Reconstruction of O. reburrus by M. Collins. The precise arrangement of the anteriormost region remains somewhat conjectural.

Halkieriids are Cambrian animals that looked like slugs in scale mail; often when they died their scales, called sclerites, dissociated and scattered, and their sclerites represent a significant component of the small shelly fauna of the early Cambrian. They typically had their front and back ends capped with shells that resembled those we see in bivalve brachiopods. Wiwaxiids were also sluglike, but sported very prominent, long sclerites, and lacked the anterior and posterior shells; their exact position in the evolutionary tree has bounced about quite a bit, but some argument has made that they belong in the annelid ancestry, and that their sclerites are homologous to the bristly setae of worms. One simplistic picture of their relationship to modern forms was that the halkieriids expanded their shells and shed their scales to become molluscs, while the wiwaxiids minimized their armor to emphasize flexibility and became more wormlike. (Note that that is a very crude summary; relationships of these Cambrian groups to modern clades are extremely contentious. There’s a more accurate description of the relationships below.)

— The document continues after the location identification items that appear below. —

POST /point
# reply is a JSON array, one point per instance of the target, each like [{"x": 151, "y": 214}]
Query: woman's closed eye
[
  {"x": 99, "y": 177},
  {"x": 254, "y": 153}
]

Now a new fossil has been found, Orthozanclus reburrus that unites the two into a larger clade, the halwaxiids. Like the halkieriids, it has an anterior shell (but not a posterior one), and like the wiwaxiids, it has long spiky sclerites. In some ways, this simplifies the relationships; it unites some problematic organisms into a single branch on the tree. The question now becomes where that branch is located—whether the halwaxiids belong in a separate phylum that split off from the lophophorate family tree after the molluscs, or whether the halwaxiids are a sister group to the molluscs.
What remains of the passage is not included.